Four years after she flew to the Philippines and began the process that ended in 39 newly hired nurses, Mary Jane Brecklin, RN, MA, BSN, says foreign recruitment made her organization better in more ways than one.

“It was a life-changing experience for us,” said the recruitment and retention services coordinator for St. Louis-based SSM Health Care, a 23,000-bed network of home health, inpatient, and rehab services and hospitals.

Not only did SSM employees come together to create a generous start for their new counterparts, but the administration also figured out new ways to retain all staff members. Despite an estimated cost of $16,000 per nurse and the complications leading them through the thicket of immigration bureaucracy, administrators say the trouble of overseas recruitment was worth it.

Accreditation agencies have helped ease the process. In June, the National Council of State Boards of Nursing announced it would offer the NCLEX in three foreign countries — Hong Kong, England, and South Korea. The Commission on Graduates of Foreign Nursing Schools continues to open new locations of its NCLEX predictor test for the same reason; it recently branched out into China and India.

Most international nurses in the United States come from the Philippines, but many others come from Canada and India. In the past few years, Africa and China also have provided more nurses for U.S. facilities.

Fewer immigration restrictions in the late ’90s opened up a new market for recruiters who were seeking solutions to the nursing shortage. The number of overseas nurses moving to the United States, which has ebbed and flowed according to restrictions over the years, subsequently jumped.
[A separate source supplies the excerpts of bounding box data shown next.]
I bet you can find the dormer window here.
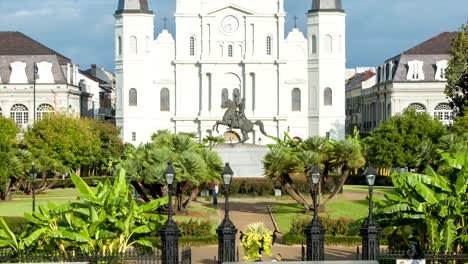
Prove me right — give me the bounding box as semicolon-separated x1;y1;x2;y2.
434;60;448;81
406;60;424;81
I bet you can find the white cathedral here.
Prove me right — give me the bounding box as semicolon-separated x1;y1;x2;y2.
114;0;346;145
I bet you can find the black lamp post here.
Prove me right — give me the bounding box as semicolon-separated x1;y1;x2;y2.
216;163;237;264
159;162;180;264
304;164;325;261
359;166;381;260
30;162;37;213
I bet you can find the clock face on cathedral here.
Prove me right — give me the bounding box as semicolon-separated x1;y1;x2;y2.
221;15;239;34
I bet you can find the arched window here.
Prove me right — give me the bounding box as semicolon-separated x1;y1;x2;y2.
117;36;122;56
408;103;426;113
434;103;453;124
266;37;271;55
129;36;138;54
312;35;317;54
190;37;195;56
221;88;229;107
145;36;151;53
323;88;333;105
10;104;29;126
159;88;171;112
228;45;232;57
36;104;54;120
324;35;333;53
291;88;301;112
128;88;138;106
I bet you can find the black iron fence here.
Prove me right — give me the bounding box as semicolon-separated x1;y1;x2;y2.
379;251;468;264
0;248;192;264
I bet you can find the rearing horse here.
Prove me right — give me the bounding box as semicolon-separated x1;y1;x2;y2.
213;100;268;143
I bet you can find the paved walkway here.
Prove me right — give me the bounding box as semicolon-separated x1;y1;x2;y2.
192;199;356;264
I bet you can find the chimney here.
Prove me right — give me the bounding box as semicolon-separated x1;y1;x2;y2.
91;64;96;77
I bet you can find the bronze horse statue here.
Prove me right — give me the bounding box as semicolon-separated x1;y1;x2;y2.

According to the national council’s figures, 16,490 nurses from outside the United States passed the NCLEX in 2003, nearly double the number in 2001.

A tough road to travel

In keeping with the times, Margie Lim, manager of patient care recruitment at St. James Hospital and Health Centers in Chicago, made a recruiting trip to the Philippines in the spring of 2001. St. James initially recruited without the assistance of an agency, so Lim learned firsthand how difficult the international recruiting process can be.

Lim and her director used their own resources, staying with the family of the director — who is of Philippine descent — and who had graduated from nursing school there.

“That was our tie,” Lim said.

The director’s family hosted the pair, and even showed them where to advertise for nurses to get the best results. For two weeks straight, Lim and her director interviewed 45 nurses in a recruiting marathon that Lim described as “nonstop.”

If Lim and her director were the only ones recruiting nurses in the Philippines, the process would have been easy. But as many nurses know, the United States isn’t the only country dealing with a lack of nurses.

The global nursing shortage meant heavy competition for the well-trained Philippine RNs, Lim said.

“There were nursing homes and other agencies there, too,” she said. “England was there and Saudi Arabia — it’s quicker for a Filipino nurse to go to those places.”

The Sept. 11 terrorist attacks slowed the process of getting into the United States even more, Lim and other recruiters said.

The list of credentials and documents that foreign nurses need to practice in America is long and, for some, daunting: a rE9sumE9, passport photos, diploma, and a nursing license in the Philippines. Other questions that must be answered are: Have they taken the NCLEX predictor test, which is offered outside the United States? What about the English language proficiency exams?